Atente-se no exemplo acima. Francisco Assis, lúcida e corajosa cabeça socialista (concorde-se ou não com ele), coloca no plano psicológico a diabolização de Sócrates feita pela direita. Com isso conseguiu produzir um comentário que é quase simpático para quem está a recorrer a uma das mais poderosas armas de condicionamento popular: o medo. O medo é tão mais eficaz quanto se alimente de uma condenação injustificada, de preferência injustificável, a ser repetida acriticamente por muitos. Foi e é assim com todas as formas de ostracismo, xenofobia, racismo, segregação, discriminação e linchamentos populares. E há uma oceânica literatura antropológica, sociológica, política e histórica a explicitar as estruturas e mecanismos ancestrais, ou modernos, que lhe conferem eficácia intemporal. Há boas razões para ter medo do que se desconhece, do que se estranha. Ter medo começa por ser uma actividade da inteligência, o resultado de sermos racionalmente conscientes. No senso comum, essa é a fonte da prudência. Na ciência, esse efeito origina o aperfeiçoamento do método. Na sociedade, os canalhas aproveitam para promover o ódio. Na política, os trastes enchem a pança de riso.

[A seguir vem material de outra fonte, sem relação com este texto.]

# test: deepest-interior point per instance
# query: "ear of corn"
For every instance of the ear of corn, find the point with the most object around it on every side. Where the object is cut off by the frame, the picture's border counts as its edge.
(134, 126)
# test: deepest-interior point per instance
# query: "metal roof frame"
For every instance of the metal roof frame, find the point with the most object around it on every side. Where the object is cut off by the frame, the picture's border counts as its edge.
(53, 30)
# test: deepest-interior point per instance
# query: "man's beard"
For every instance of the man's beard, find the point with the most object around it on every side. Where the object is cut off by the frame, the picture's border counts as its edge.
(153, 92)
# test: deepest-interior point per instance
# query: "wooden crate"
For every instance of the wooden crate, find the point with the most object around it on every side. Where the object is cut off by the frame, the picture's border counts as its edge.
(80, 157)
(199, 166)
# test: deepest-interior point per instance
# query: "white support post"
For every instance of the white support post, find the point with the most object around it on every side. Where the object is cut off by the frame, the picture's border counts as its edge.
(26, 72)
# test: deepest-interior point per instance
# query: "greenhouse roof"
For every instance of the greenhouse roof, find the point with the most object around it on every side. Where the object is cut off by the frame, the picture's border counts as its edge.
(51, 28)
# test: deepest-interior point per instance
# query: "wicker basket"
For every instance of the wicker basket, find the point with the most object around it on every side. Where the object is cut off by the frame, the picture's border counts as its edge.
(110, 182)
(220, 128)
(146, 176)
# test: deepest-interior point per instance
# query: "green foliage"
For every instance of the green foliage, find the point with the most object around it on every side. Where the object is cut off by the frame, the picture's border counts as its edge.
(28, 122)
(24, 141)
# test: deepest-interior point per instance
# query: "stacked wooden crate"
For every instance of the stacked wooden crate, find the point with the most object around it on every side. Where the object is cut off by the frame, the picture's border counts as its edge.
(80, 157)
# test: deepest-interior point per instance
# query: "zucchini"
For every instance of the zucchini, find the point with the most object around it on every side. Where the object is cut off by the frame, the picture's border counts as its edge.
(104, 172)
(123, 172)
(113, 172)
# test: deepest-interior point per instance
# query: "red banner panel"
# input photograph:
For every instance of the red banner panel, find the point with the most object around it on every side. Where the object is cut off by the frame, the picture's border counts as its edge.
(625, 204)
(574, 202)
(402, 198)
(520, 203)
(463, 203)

Será fácil apontar nomes de figuras públicas, ligadas à política e à comunicação social, para quem Sócrates se tornou a ocasião de manifestarem exuberantemente facetas psicóticas. Moura Guedes, Zé Manel, Helena Matos, Pacheco Pereira, Cintra Torres, Alberto Gonçalves, Judite de Sousa, estou a falar de vossemeçês, entre tantos outros. Mas quando assistimos ao quotidiano parlamentar fica claro que não há patologia porra nenhuma no bombardeamento imparável contra Sócrates. Talvez até nem haja registo de um único dia nesta legislatura sem que algum deputado do PSD ou CDS tenha enchido a boca com o nome da besta negra. Aquilo a que assistimos é antes ao plano de continuar a aplicar a mesma receita. Uma receita de incrível sucesso, pois ter conseguido colocar um desqualificado como Passos Coelho à frente do País num dos momentos mais difíceis da sua História é um feito equiparável a conseguir ir à Lua num Fiat 600.
Logo após as eleições de Junho de 2011, era claro, era óbvio, qual devia ter sido a estratégia do PS. Fiscalizar a aplicação do Memorando, denunciar qualquer desvio ao acordo que prejudicasse os portugueses e, sem demora nem vacilações, desmontar a gigantesca campanha negra que tinha dado o poder ao PSD e CDS. Infelizmente, a realidade decidiu introduzir na situação política nacional uma personagem absurda que se prestou a validar toda e qualquer deturpação, todo e qualquer achincalho que foram despejados para cima de Sócrates e de quem exerceu responsabilidades governativas a seu lado – portanto, para cima do PS. O problema maior nesse processo não está no que venha a ser o destino político desses alvos, algo que só a eles diz respeito. O que está em causa do ponto de vista cívico é que me importa, e trata-se da qualidade da nossa democracia. Chegar ao topo do poder em Portugal através do pior da baixa política, já para não falar das golpadas mediáticas e justicialistas, não defende os meus interesses nem os interesses das pessoas a quem quero bem.
O PS está num dos piores períodos da sua existência, no que imita o País. Ao mesmo tempo, está cheio de talentos com provas dadas e promessas que justificam a melhor esperança. No que imita o País.